Over the last few months, we have not even had time to finish a cycle of mourning and remembrance before another shooting happens. Each is met with reality–defying talking points from Republicans. Rinse and repeat. More death.
And so to use this as a moment for shitposting would be obviously obscene when many are genuinely desperate for a solution.
Still, it happened.
Because this most recent shooting occurred, like Sandy Hook and Parkland and so many before it, in a school, some conservatives are adding a disgraceful, yet altogether unsurprising, wrinkle to the mix: It’s the schools themselves that are the problem.
Writing in The Federalist on Wednesday, staff writer Jordan Boyd argued that Tuesday’s tragedy made a “somber case for homeschooling.” More specifically, Boyd singles out “government schools” as the culprit. “The same institutions that punish students for ‘misgendering’ people and hide curriculum from parents are simply not equipped to safeguard your children from harm,” wrote Boyd.

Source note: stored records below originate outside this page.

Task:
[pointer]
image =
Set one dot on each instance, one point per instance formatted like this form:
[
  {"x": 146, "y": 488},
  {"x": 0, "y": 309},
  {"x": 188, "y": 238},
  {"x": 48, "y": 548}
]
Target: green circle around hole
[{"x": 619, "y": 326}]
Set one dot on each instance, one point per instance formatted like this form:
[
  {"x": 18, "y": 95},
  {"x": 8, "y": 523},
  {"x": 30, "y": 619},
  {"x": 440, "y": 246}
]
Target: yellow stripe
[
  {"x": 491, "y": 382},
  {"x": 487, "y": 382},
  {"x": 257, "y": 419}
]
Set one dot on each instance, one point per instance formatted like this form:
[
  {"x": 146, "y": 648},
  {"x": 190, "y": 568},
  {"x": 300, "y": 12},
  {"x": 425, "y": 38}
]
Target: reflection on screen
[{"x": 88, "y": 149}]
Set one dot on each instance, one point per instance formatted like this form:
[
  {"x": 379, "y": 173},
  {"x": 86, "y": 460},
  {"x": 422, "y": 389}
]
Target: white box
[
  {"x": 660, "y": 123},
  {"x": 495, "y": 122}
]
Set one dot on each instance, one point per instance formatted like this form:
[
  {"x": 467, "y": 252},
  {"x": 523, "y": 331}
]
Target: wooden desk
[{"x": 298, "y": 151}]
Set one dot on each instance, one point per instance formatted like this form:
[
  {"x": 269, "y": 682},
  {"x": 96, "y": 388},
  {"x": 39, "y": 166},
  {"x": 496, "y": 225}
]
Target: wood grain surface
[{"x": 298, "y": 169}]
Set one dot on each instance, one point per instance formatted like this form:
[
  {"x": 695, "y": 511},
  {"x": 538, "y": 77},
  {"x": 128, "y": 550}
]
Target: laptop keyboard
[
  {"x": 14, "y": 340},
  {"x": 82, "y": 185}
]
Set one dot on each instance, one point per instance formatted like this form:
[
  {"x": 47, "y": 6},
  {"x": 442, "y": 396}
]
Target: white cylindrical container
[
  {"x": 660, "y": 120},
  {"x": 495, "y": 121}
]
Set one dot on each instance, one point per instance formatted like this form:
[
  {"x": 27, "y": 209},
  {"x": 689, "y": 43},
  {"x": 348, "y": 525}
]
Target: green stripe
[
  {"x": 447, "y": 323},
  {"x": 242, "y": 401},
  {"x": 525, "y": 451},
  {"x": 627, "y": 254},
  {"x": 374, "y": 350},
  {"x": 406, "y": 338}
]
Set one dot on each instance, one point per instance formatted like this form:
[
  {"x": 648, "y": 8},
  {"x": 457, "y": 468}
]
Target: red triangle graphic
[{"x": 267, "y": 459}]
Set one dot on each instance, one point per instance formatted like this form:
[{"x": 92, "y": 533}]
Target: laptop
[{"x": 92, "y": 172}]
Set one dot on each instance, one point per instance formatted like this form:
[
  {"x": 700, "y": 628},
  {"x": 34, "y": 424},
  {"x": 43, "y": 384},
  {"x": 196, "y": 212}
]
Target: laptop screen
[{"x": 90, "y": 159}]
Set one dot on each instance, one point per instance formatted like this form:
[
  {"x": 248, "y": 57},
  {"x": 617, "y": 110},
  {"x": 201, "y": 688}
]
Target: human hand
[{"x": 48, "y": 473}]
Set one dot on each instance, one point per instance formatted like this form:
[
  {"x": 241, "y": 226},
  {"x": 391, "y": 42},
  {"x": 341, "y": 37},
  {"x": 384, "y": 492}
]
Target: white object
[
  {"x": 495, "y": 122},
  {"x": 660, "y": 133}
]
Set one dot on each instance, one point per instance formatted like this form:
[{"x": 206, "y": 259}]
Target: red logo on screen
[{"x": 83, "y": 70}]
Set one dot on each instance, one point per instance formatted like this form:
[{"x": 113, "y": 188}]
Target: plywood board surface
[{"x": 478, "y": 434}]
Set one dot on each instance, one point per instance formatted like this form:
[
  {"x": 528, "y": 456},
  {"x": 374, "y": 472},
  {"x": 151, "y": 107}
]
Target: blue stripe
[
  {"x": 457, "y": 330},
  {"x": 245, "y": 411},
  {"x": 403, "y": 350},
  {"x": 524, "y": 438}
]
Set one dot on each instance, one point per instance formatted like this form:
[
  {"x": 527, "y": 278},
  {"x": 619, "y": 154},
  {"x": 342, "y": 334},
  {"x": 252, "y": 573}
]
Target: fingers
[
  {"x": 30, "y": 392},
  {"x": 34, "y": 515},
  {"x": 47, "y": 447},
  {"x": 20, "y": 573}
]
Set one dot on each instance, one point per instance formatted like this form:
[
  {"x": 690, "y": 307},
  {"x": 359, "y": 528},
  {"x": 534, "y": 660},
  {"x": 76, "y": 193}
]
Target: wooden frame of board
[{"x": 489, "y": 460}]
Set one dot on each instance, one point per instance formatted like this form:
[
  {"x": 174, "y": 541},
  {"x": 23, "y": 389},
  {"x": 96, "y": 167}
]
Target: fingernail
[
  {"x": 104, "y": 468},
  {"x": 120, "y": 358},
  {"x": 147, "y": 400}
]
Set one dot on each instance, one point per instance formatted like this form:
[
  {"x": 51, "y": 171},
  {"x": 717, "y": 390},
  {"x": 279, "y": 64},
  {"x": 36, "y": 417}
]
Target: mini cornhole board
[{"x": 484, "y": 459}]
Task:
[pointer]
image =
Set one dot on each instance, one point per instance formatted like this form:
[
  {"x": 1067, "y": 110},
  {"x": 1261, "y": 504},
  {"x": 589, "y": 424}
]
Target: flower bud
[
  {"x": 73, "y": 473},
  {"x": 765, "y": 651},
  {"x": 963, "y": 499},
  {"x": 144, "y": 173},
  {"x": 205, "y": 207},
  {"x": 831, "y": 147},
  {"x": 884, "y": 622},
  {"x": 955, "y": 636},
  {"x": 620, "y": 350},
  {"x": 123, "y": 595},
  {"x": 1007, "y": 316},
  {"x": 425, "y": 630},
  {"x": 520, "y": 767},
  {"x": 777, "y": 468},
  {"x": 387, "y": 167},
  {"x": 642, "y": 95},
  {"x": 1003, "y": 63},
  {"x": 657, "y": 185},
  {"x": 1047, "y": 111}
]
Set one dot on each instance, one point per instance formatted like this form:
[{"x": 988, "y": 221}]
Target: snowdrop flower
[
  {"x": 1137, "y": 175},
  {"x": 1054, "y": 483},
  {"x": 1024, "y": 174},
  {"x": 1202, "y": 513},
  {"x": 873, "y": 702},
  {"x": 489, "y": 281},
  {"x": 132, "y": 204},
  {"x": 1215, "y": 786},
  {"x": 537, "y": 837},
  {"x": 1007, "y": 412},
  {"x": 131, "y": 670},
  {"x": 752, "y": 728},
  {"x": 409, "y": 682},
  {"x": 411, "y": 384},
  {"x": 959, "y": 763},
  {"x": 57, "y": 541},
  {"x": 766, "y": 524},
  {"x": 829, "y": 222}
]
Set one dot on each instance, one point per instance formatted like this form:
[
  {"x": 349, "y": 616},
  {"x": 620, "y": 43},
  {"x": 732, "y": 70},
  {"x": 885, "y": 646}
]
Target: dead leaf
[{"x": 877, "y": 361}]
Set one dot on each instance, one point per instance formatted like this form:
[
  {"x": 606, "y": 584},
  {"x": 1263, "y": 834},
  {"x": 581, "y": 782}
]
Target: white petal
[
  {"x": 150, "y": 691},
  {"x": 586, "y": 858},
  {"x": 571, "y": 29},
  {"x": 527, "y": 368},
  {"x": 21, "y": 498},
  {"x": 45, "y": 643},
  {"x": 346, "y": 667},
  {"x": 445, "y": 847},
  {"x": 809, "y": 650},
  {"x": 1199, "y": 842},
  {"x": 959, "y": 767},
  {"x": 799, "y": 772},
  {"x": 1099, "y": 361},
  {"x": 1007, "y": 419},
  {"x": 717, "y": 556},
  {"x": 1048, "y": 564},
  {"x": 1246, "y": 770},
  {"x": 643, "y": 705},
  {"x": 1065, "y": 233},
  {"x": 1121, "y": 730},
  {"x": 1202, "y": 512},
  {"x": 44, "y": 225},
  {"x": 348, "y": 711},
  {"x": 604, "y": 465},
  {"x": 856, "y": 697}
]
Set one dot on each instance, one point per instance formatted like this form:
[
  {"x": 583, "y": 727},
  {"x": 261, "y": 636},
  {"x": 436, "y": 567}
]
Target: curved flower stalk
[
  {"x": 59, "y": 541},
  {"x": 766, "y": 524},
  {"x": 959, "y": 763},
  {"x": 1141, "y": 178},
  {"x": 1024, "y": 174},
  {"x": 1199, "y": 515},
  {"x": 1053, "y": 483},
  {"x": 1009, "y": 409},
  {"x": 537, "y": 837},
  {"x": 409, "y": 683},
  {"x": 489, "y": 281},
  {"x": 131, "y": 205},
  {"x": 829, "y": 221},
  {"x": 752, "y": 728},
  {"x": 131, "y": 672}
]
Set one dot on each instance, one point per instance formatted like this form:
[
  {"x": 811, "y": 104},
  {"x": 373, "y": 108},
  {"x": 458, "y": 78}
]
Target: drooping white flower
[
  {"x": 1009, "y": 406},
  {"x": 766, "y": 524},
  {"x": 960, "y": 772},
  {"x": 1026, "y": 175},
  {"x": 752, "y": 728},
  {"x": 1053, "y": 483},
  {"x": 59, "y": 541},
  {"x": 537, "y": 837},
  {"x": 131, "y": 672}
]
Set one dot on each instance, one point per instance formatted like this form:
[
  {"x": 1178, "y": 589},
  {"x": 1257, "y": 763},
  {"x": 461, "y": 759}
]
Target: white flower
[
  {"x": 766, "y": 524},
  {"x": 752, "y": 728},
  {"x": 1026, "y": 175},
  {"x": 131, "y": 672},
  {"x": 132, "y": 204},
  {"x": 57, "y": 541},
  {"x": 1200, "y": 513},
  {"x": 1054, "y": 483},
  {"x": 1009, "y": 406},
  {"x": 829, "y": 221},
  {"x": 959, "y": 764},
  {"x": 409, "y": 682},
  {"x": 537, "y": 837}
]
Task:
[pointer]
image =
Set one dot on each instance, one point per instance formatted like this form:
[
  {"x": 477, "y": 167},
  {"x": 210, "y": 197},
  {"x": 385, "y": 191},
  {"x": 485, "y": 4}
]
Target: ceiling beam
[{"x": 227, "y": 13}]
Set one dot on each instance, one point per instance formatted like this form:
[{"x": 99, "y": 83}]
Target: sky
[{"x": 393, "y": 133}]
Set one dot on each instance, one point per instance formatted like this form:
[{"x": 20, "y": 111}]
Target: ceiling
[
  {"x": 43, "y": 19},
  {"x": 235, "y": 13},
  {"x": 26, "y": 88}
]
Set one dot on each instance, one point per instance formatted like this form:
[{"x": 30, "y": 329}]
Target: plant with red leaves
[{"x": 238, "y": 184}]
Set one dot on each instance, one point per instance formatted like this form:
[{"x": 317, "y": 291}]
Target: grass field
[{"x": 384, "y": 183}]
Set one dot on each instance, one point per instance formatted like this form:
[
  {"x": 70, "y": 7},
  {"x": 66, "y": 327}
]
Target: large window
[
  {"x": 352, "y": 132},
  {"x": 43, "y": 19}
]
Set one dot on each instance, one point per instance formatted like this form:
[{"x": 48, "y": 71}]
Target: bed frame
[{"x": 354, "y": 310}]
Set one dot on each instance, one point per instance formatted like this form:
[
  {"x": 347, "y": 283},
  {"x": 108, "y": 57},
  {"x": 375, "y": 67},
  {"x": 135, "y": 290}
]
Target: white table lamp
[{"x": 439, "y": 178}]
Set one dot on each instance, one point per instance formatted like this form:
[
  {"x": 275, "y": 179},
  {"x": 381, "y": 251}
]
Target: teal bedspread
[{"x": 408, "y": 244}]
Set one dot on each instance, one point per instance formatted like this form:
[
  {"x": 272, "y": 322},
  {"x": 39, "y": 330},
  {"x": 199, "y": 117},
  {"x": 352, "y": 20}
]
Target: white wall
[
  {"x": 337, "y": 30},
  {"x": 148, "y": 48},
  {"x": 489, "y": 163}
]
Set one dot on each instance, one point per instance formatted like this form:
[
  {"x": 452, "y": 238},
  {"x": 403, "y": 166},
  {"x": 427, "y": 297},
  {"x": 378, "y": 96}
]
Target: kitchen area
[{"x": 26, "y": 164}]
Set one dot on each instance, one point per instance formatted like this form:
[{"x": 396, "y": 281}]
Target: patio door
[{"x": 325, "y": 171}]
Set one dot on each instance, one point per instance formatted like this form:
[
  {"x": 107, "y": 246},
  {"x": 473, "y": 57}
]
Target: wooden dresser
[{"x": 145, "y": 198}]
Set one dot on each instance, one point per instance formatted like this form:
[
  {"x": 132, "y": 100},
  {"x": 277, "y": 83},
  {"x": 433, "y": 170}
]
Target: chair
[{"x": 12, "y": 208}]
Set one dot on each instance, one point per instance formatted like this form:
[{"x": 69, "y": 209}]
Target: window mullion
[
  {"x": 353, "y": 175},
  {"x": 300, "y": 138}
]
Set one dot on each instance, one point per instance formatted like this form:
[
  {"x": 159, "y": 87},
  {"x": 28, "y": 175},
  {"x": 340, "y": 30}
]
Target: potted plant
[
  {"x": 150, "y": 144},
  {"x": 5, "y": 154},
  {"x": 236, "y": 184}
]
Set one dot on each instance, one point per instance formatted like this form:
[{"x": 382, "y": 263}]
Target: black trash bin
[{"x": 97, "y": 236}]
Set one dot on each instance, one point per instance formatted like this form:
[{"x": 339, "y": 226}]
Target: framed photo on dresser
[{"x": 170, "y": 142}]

Boyd continues, “You can’t protect your kids from everything. There’s no telling when a crazy gunman might open fire in a movie theater or a grocery store. You can, however, do your best to prevent them from being sitting ducks at frequently targeted locations such as schools by keeping them by your side.”
This is an unserious argument made in bad faith. The gunman at Sandy Hook was homeschooled. Initial reports of good guys with guns on the scene in Uvalde, do not fill one with confidence, either. Videos show police officers more concerned with restraining parents than with rushing in to stop the shooter. But, perhaps most importantly, Boyd is hiding the ball.
The article is using a horrific tragedy to shoehorn in another argument against public schools. These are the same people who have spent the last year leading an assault on public schools through the dueling moral panics of schoolteachers brainwashing children with critical race theory and sexually grooming them. The Federalist has often written about and boosted homeschooling as a bulwark against the idea of big government and has dutifully covered the critical race theory and grooming stories. The goal, with all of this, as the CRT-panic architect Christopher Rufo has repeatedly stated, is to rally parents behind a plan to “lay siege to the institutions,” with public education first on their proverbial hit list. Do they hate public education because it fails to protect children? Because it actually fills kid’s heads with bad ideas about race or gender or sexual identity? Or do they just hate public education because it’s public?
How to go about enacting, let alone passing, effective gun control in a country with a historically unprecedented number of firearms is, to be sure, a thorny and complex issue. Only in a monstrous society would children be so often sent to their death at the place they go to learn and socialize. Fixing the problem and its underlying issues deserves far more than a shoulder-shrug emoji in written form.
And so to offer a solution that is little more than part of a continuing war on public education? That makes a “somber case” for the nihilism of some on the right that allows them to use anything for their war on public schools—even mass shootings.